Yesterday, the court heard testimony from Alan Gates, a real estate agent, who said that he had been outside the Ministry of Finance on the day in question and had seen a "long thin, dark arm" emerge from a crowd and throw an object.
The witness admitted that he did not see the person to whom the arm was attached, but the crowd from which the arm emerged had earlier prevented him from entering the ministry to conduct business.
Gates also introduced additional evidence, relating events he observed on June 11, a day after the grenade incident.
Led by Counsel to the Commission, Mortimer Cumberbatch, Gates disclosed that he had been on Regent Street on that day when he saw five groups of men in the vicinity of the Guyoil Service Station.
He recalled that the young men had been armed with bricks and bottles but that they had begun running in different directions as a squad of Tactical Services Unit officers had just entered the street. They then began to pull vendor's stalls onto the road and block the streets and Gates testified to hearing one man, whom he described as a "road element" he had seen on various occasions, saying "Leh we bun de city down."
Members of the group then started to set fire to the stalls and according to Gates, they began stoning the police after being ordered to disperse. The police opened fire with tear-gas and Gates said that both he and the men ran away.

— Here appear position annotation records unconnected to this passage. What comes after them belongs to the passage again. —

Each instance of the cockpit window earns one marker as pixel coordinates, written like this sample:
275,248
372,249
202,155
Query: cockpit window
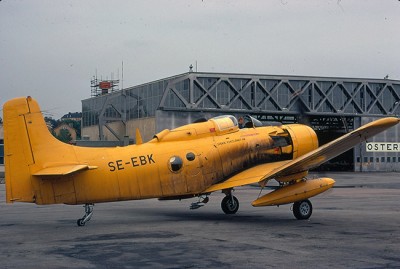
175,163
225,122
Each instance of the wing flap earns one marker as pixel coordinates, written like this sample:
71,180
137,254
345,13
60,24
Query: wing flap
63,170
290,170
246,177
330,150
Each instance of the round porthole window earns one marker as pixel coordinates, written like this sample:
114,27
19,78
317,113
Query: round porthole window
190,156
175,163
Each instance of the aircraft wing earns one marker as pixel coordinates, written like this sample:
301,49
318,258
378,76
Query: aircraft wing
282,171
246,177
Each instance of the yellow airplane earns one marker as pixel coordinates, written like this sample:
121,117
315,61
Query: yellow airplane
190,161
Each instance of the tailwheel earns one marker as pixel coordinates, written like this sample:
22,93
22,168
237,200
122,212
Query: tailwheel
87,216
302,209
230,204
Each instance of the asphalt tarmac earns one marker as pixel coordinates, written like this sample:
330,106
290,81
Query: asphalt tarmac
355,225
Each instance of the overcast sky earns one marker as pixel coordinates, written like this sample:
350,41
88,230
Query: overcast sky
51,49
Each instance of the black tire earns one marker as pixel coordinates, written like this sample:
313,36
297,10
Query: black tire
230,204
302,209
80,222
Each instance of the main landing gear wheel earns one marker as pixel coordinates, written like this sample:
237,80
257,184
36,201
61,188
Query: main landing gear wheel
230,204
87,216
302,209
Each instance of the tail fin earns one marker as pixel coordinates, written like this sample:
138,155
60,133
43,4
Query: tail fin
29,148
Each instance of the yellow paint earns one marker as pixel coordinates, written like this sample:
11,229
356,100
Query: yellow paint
295,192
190,160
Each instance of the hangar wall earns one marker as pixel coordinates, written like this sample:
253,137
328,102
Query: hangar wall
329,105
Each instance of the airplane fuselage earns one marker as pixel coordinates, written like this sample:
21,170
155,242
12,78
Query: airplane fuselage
181,162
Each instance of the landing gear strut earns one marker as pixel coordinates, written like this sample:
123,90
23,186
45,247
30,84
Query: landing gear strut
302,209
87,216
230,204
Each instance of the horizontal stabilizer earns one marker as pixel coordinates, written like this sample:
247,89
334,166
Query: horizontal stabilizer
63,170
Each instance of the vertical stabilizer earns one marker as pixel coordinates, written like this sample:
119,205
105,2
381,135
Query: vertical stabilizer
28,146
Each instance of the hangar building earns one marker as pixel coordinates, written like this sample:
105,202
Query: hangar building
332,106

Gates said that he ran in the direction of the Industry mini-bus park, where he saw the groups of men again. This time, Gates said, they approached a vehicle with "Kent Garment Factory" marked on the side and placed themselves in its path causing it to stop.

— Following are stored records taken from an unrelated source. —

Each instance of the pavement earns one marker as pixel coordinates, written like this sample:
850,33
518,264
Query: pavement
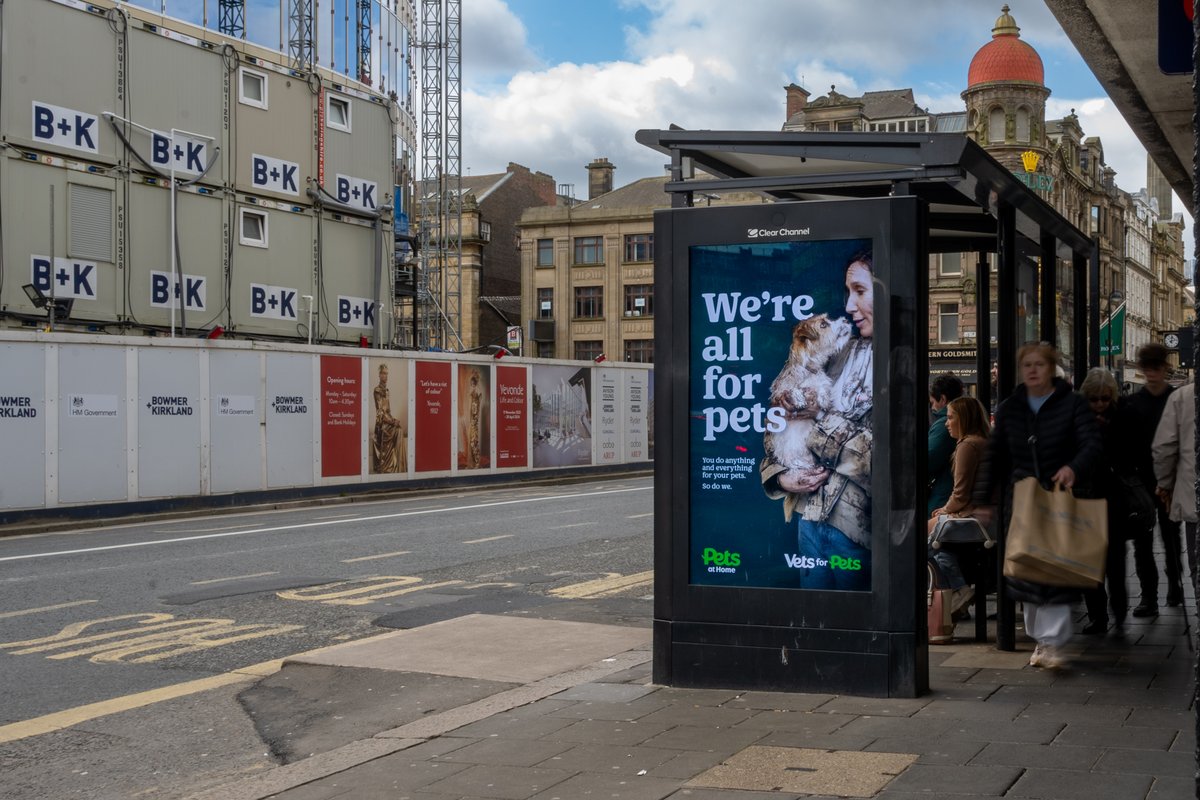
515,707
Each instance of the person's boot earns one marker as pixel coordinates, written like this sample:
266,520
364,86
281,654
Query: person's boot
1146,608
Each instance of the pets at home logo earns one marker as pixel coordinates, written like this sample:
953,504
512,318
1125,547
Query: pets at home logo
720,561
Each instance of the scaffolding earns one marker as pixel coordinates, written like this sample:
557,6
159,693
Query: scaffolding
232,18
301,44
438,302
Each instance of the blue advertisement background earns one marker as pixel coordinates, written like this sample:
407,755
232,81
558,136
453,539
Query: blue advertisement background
737,521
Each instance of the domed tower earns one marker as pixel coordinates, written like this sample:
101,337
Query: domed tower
1006,96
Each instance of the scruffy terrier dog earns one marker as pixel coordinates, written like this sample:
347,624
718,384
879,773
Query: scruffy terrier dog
804,389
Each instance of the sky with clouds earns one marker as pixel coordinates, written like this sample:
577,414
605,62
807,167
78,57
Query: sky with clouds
552,84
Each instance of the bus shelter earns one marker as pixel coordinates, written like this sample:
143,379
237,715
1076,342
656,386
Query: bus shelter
718,619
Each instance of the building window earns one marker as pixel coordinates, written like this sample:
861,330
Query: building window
337,113
640,247
996,126
589,250
545,252
252,88
1023,124
952,264
545,304
588,302
640,300
947,322
252,227
640,350
588,350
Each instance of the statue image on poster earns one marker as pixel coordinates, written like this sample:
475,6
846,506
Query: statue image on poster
389,417
783,394
562,416
474,432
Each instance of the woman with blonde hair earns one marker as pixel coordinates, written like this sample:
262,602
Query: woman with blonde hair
1045,431
967,423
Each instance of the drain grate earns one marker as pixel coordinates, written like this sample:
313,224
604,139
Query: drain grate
847,774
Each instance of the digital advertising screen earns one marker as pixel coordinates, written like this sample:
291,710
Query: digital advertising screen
780,413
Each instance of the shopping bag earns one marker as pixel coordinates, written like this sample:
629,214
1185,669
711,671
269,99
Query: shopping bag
1055,537
937,601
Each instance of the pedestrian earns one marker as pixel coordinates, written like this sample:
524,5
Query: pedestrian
967,423
1175,464
1099,389
945,389
1138,419
1044,429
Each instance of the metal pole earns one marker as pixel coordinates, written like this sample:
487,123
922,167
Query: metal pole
53,278
175,294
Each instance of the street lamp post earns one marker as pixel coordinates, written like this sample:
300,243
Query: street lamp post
1115,296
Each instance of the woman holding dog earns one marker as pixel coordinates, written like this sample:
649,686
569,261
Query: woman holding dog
1047,431
834,499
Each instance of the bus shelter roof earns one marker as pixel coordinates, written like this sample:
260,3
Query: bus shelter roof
961,182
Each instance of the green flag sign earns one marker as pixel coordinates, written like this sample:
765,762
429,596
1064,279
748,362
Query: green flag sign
1113,334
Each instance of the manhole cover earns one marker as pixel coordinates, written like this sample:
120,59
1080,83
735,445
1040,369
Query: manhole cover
849,774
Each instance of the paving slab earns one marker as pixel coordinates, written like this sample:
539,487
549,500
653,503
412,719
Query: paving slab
807,770
965,780
592,785
1062,757
508,649
504,782
611,759
1073,785
1169,764
943,750
1125,737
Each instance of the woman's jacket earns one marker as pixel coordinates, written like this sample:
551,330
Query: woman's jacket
1062,433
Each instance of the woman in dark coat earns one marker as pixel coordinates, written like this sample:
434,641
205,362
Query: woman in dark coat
1047,431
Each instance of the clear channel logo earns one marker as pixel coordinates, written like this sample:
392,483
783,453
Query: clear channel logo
769,233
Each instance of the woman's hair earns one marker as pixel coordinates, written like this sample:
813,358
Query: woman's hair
863,257
1099,383
1041,348
971,416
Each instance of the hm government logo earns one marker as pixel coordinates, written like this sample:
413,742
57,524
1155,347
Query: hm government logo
720,561
767,233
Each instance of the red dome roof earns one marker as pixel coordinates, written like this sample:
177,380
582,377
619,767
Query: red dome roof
1006,56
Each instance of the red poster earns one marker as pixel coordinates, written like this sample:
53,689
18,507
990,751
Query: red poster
511,419
433,417
341,415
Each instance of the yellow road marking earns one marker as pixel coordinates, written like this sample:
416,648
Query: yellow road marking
47,608
489,539
612,584
155,637
237,577
381,555
69,717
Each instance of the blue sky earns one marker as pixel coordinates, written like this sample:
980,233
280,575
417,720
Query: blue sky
552,84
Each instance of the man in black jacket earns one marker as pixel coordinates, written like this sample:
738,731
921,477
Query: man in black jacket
1138,417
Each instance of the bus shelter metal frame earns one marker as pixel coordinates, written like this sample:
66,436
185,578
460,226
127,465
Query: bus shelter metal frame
975,205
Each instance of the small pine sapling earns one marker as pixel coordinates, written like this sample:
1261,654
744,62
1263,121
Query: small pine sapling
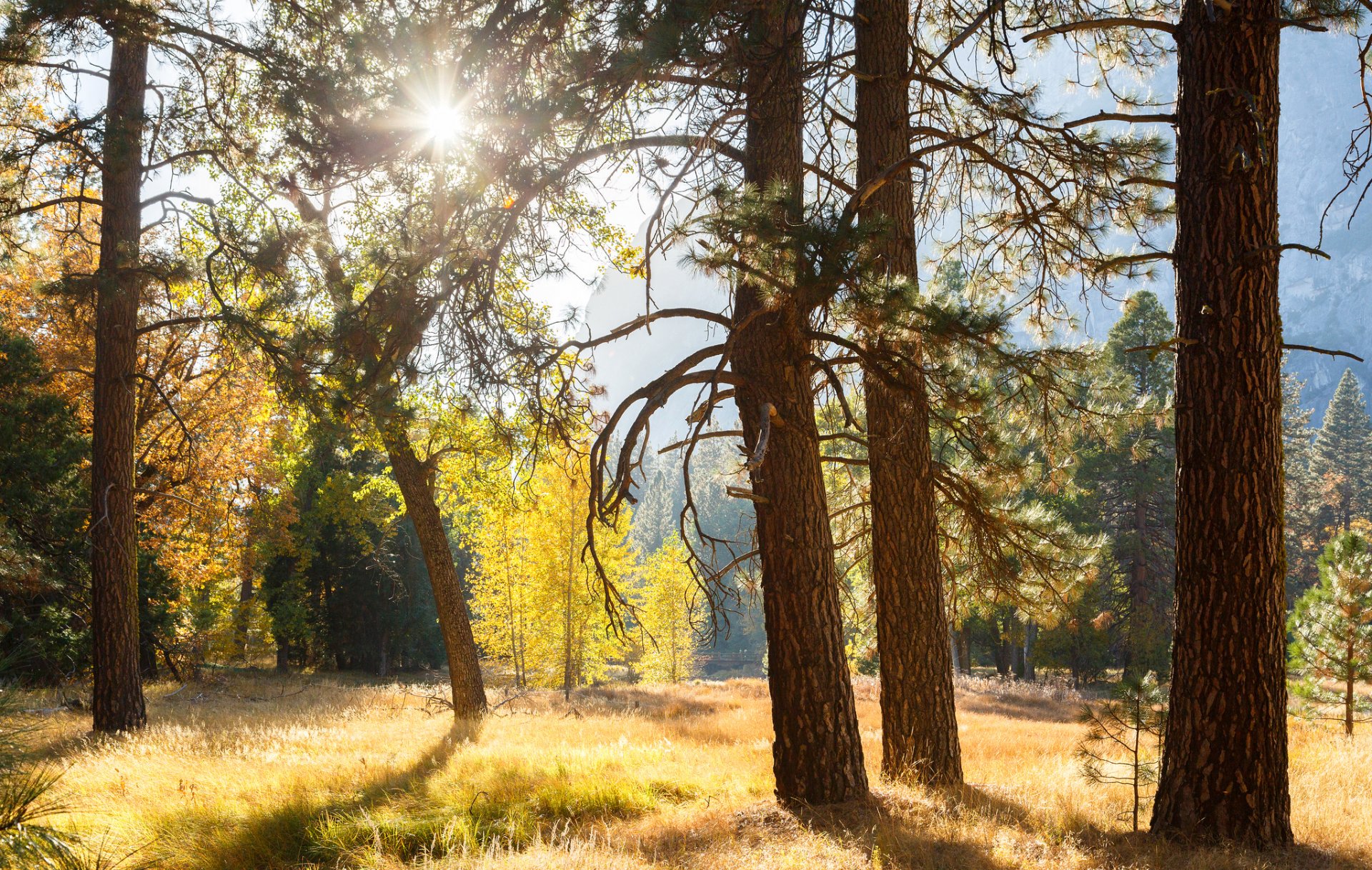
1123,744
1331,633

Gates said that the occupants, whom he described as Indo-Guyanese women, were ordered out by the men and some of them complied by jumping out of windows. Gates said that the women took off running east along Robb Street, crying and screaming, with the men in "hot pursuit".
According to Gates, the police arrived three to five minutes later and drove behind the bus as if to escort it, while trying to ensure that those who had run away would return.

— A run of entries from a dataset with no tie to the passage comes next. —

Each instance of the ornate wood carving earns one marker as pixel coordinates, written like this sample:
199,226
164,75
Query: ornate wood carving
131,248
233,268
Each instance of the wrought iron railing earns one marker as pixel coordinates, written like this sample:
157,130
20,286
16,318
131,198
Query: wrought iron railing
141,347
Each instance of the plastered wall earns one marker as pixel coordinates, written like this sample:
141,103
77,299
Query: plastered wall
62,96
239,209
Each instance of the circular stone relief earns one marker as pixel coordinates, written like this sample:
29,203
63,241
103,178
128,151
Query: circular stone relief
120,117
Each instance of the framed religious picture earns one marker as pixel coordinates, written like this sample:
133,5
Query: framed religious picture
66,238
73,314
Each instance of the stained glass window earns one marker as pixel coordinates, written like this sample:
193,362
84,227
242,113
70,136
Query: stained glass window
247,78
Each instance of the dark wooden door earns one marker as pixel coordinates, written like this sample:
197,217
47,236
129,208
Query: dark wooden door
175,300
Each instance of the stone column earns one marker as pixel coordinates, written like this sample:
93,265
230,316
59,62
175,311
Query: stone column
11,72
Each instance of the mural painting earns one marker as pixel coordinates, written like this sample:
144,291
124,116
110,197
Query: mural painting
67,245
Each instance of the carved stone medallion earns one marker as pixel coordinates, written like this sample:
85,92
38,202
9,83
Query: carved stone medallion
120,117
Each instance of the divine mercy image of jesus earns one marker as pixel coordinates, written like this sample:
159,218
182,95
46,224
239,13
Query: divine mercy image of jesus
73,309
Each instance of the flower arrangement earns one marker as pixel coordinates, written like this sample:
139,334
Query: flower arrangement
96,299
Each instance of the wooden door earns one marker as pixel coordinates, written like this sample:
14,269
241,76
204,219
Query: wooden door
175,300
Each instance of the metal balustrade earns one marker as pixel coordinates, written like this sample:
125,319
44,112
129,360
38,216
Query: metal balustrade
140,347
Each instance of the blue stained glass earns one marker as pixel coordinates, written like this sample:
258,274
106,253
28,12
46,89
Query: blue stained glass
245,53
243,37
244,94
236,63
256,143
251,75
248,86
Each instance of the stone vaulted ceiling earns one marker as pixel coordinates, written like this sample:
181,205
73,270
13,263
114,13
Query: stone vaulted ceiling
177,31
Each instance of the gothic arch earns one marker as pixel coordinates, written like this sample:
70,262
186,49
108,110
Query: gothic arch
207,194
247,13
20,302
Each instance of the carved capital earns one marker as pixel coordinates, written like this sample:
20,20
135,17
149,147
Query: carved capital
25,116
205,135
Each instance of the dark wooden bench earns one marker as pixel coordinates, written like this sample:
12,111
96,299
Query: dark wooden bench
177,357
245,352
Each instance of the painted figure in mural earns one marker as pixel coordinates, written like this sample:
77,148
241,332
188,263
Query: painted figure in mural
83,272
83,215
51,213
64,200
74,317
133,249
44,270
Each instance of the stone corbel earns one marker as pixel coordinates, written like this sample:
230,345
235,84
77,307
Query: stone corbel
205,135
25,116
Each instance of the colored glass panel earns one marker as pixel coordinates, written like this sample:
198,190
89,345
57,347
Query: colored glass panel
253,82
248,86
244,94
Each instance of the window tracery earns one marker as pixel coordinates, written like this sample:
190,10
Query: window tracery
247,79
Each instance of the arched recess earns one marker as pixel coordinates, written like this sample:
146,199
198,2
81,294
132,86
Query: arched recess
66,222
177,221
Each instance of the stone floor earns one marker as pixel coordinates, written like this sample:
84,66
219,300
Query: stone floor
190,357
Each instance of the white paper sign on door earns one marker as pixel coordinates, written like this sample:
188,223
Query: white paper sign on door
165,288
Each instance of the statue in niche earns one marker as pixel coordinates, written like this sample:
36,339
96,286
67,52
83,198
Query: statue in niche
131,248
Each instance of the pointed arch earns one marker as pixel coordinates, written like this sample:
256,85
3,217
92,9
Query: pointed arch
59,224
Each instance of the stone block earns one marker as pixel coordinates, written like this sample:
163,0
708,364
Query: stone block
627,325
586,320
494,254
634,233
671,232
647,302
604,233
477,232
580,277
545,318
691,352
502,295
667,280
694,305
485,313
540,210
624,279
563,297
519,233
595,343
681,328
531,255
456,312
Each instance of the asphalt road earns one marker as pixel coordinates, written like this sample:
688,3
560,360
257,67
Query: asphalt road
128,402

Next to testify was Deputy Secretary to the Treasury, Mahase Pertab. He gave evidence about the early days of the strike when on occasion marching public servants had prompted him to issue orders that the Finance Ministry gates should be closed.
He said that on April 29, First Vice-President of the Guyana Public Service Union (GPSU), Dr Anwar Hussein, had entered the building and ordered staff who were not on strike to come out and join a crowd outside the building.
Pertab said that Dr Hussein's tone had been loud, and that when he approached him, the doctor had verbally abused him. "All yuh traitors don't want to come out but all ah yuh gone benefit," were the words Pertab testified Dr Hussein had used.
Dr Hussein was then said to have approached the deputy secretary in a "menacing manner" prompting Pertab to call security who then escorted the union official out of the compound. None of the workers inside had heeded Dr Hussein's order, Pertab said.
Pertab also testified about an earlier incident, on May 19. He said that he had been on the platform of the Finance Ministry building and had seen an object appear in the air from a section of a large crowd which was gathered outside the compound.
Pertab said that the object landed on a car in the compound before hitting the ground and when it did smoke started to come from it. He recalled feeling a burning sensation on his face and said that at that point, "pandemonium" broke out in the ministry with all the workers who had been in that part of the building running to the back.
Pertab said he later learned that the smoke had been tear smoke, and that a security guard had been affected by the smoke and had to be taken away.
The court yesterday also heard testimony from Accountant General at the Ministry of Finance, Edward Layne, who said that police ranks had demonstrated a lot of patience in dealing with crowds that had taken to gathering around the ministry.
He said that on a number of occasions the gates had been padlocked with strange padlocks and that on one such occasion the security guards had informed him that the locks had been placed by two men in a white car, the number plate of which he had been given but had failed to record.
Layne testified that at one point he saw a man from a crowd take out a key unlock a padlock and take it away in the full view of policemen who did nothing. He also told the court that his own security had offered no satisfactory explanation as to why they had not stopped the men from locking the gates, while Commissioner of Police, Laurie Lewis, had told him that he had given orders for such locks to be destroyed.
He said that as a result of the constant presence of the crowd he had had to institute a system whereby workers would report to work at 0700 hrs so as to get in.
The commission's next sitting will be on Monday when Justice Singh will hear the continuation of Pertab's testimony as well as from some other Ministry of Finance officials.